Since they both do the same thing, they could both be named "exit", but of course, you can't have two methods with the same name (on the same receiver). Therefore, we need to somehow distinguish between the two. We could come up with a completely different name for one of the two, but that would also be annoying.

So, instead, we add a ! to one of the two methods. Now, the question is: which one of the two do we add the ! to? Based on our convention, the "more surprising" one should get the !. The Ruby developers chose the one which ignores the exit handlers, which I think is the right choice: the whole point of exit handlers is that they get run when you exit, so a method that exits without running the exit handlers is surprising, and therefore should be marked with a !.
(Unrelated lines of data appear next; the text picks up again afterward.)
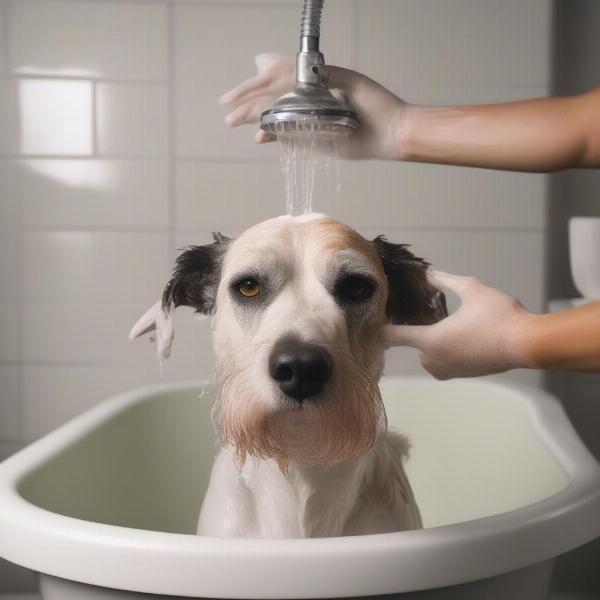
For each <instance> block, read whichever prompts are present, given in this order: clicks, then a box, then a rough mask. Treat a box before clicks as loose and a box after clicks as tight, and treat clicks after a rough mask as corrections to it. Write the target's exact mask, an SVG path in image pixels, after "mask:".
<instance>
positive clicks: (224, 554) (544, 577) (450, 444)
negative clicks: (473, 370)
mask: <svg viewBox="0 0 600 600" xmlns="http://www.w3.org/2000/svg"><path fill="white" fill-rule="evenodd" d="M381 387H382V390H383V395H384V398H385V401H386V407H387V412H388V418H389V423H390V426H391V427H392V428H395V429H397V430H399V431H402V432H405V433H407V434H408V435H409V436H410V438H411V440H412V442H413V452H412V457H411V459H410V461H409V464H408V468H407V471H408V475H409V477H410V480H411V482H412V484H413V487H414V490H415V495H416V497H417V501H418V502H419V505H420V507H421V511H422V514H423V520H424V524H425V529H424V530H420V531H409V532H401V533H389V534H382V535H367V536H356V537H346V538H328V539H307V540H305V539H294V540H263V539H259V540H253V539H216V538H206V537H199V536H195V535H193V533H194V529H195V524H196V518H197V513H198V510H199V508H200V505H201V502H202V496H203V494H204V491H205V489H206V485H207V481H208V475H209V472H210V467H211V462H212V458H213V455H214V453H215V448H214V442H213V435H212V431H211V425H210V419H209V410H208V401H207V400H206V398H205V397H204V398H199V397H198V394H199V390H200V387H199V386H192V385H176V386H165V387H164V388H163V389H159V388H157V387H151V388H145V389H141V390H134V391H131V392H127V393H124V394H121V395H119V396H117V397H115V398H112V399H110V400H107V401H106V402H104V403H103V404H101V405H99V406H98V407H96V408H95V409H93V410H91V411H89V412H87V413H86V414H84V415H82V416H80V417H78V418H77V419H75V420H73V421H71V422H70V423H68V424H66V425H64V426H63V427H61V428H60V429H58V430H57V431H55V432H53V433H51V434H50V435H48V436H46V437H45V438H43V439H41V440H39V441H38V442H36V443H34V444H32V445H31V446H29V447H28V448H26V449H25V450H23V451H21V452H20V453H18V454H16V455H14V456H13V457H11V458H10V459H8V460H6V461H5V462H4V463H2V464H1V465H0V556H2V557H4V558H6V559H8V560H9V561H13V562H15V563H17V564H20V565H23V566H26V567H29V568H31V569H34V570H36V571H38V572H39V573H40V574H41V589H42V594H43V597H44V598H45V600H72V599H73V600H74V599H78V600H83V599H88V598H89V599H92V598H93V599H98V600H99V599H108V598H111V599H134V598H140V597H153V596H150V594H157V595H159V597H165V596H167V597H181V596H187V597H197V598H335V597H350V596H375V595H384V594H389V595H393V596H396V595H397V596H400V597H402V598H403V599H406V600H409V599H419V600H430V599H434V598H435V599H441V598H444V599H459V598H460V600H468V599H471V598H473V599H477V600H483V599H485V600H492V599H493V600H499V599H503V600H504V599H506V600H520V599H523V600H538V599H539V600H541V599H542V598H544V597H545V593H546V590H547V586H548V581H549V578H550V574H551V570H552V561H553V558H554V557H555V556H557V555H559V554H561V553H563V552H567V551H568V550H571V549H572V548H575V547H577V546H579V545H582V544H584V543H586V542H588V541H590V540H592V539H594V538H596V537H598V536H599V535H600V469H599V466H598V464H597V463H596V462H595V460H594V459H593V458H592V457H591V455H590V454H589V453H588V451H587V450H586V449H585V448H584V446H583V445H582V443H581V442H580V441H579V439H578V437H577V436H576V434H575V433H574V431H573V429H572V427H571V425H570V424H569V422H568V421H567V418H566V417H565V414H564V412H563V411H562V409H561V407H560V405H559V403H558V402H557V401H556V400H555V399H554V398H552V397H551V396H548V395H546V394H544V393H541V392H539V391H535V390H532V389H527V388H520V387H505V386H500V385H498V384H492V383H488V382H476V381H469V382H451V383H438V382H435V381H432V380H425V379H406V378H404V379H386V380H384V381H383V382H382V384H381ZM117 590H121V591H117ZM424 590H428V591H424ZM133 592H138V593H142V596H140V595H139V594H138V593H133ZM154 597H156V596H154Z"/></svg>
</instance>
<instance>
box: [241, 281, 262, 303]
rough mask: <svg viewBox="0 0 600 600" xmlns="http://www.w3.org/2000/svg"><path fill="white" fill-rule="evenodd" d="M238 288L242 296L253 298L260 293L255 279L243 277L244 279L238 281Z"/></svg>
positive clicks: (259, 293) (258, 286)
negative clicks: (248, 278)
mask: <svg viewBox="0 0 600 600" xmlns="http://www.w3.org/2000/svg"><path fill="white" fill-rule="evenodd" d="M238 289H239V290H240V294H242V296H246V298H254V297H255V296H258V294H260V283H258V281H256V279H244V281H242V282H240V284H239V288H238Z"/></svg>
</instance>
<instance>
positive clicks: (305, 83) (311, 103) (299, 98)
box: [260, 0, 358, 136]
mask: <svg viewBox="0 0 600 600" xmlns="http://www.w3.org/2000/svg"><path fill="white" fill-rule="evenodd" d="M323 1H324V0H304V10H303V12H302V28H301V31H300V51H299V52H298V54H297V56H296V87H295V89H294V91H293V92H290V93H289V94H285V95H284V96H282V97H281V98H279V100H277V101H276V102H275V104H273V106H272V107H271V108H269V109H268V110H266V111H265V112H263V114H262V116H261V120H260V126H261V129H263V130H264V131H266V132H268V133H272V134H274V135H279V134H296V133H298V134H300V133H310V132H314V131H318V132H319V133H320V134H330V135H332V136H333V135H336V136H337V135H348V134H350V133H352V132H354V131H355V130H356V129H357V128H358V118H357V116H356V113H355V112H354V111H353V110H352V109H351V108H350V107H349V106H348V105H347V104H345V103H344V102H342V101H341V100H338V99H337V98H336V97H335V96H334V95H333V94H332V93H331V92H330V91H329V89H328V88H327V86H326V84H325V82H324V70H323V67H324V65H325V58H324V57H323V54H322V53H321V52H320V51H319V35H320V33H319V32H320V21H321V10H322V8H323Z"/></svg>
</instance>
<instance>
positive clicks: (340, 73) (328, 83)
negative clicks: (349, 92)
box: [325, 65, 361, 90]
mask: <svg viewBox="0 0 600 600" xmlns="http://www.w3.org/2000/svg"><path fill="white" fill-rule="evenodd" d="M357 77H361V75H359V74H358V73H356V72H355V71H351V70H350V69H344V68H343V67H334V66H332V65H326V70H325V79H326V82H327V86H328V87H329V88H339V89H340V90H348V88H350V87H351V86H352V82H353V81H354V80H356V78H357Z"/></svg>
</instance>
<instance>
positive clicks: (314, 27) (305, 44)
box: [300, 0, 324, 52]
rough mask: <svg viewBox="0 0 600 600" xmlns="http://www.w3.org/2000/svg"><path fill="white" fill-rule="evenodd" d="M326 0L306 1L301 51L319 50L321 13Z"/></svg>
mask: <svg viewBox="0 0 600 600" xmlns="http://www.w3.org/2000/svg"><path fill="white" fill-rule="evenodd" d="M323 2H324V0H304V8H303V10H302V24H301V26H300V40H301V43H300V51H301V52H306V51H309V50H314V51H318V50H319V36H320V33H321V11H322V10H323Z"/></svg>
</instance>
Note that none of this has anything to do with "destructive" or "mutation". Process::exit! doesn't mutate anything and it doesn't destroy anything. Note also that we only use the ! to mark the more surprising method of a pair of methods. There should never be a method named foo! when there is not also a method named foo.

In particular, the fact that a method does not have a ! does not tell you anything about the method. And the only thing that a method that does have a ! tells you is that there are two methods, and you should probably check the documentation to make sure that you understand what these two methods do and what the "surprise" is that the ! is warning you about. That's it.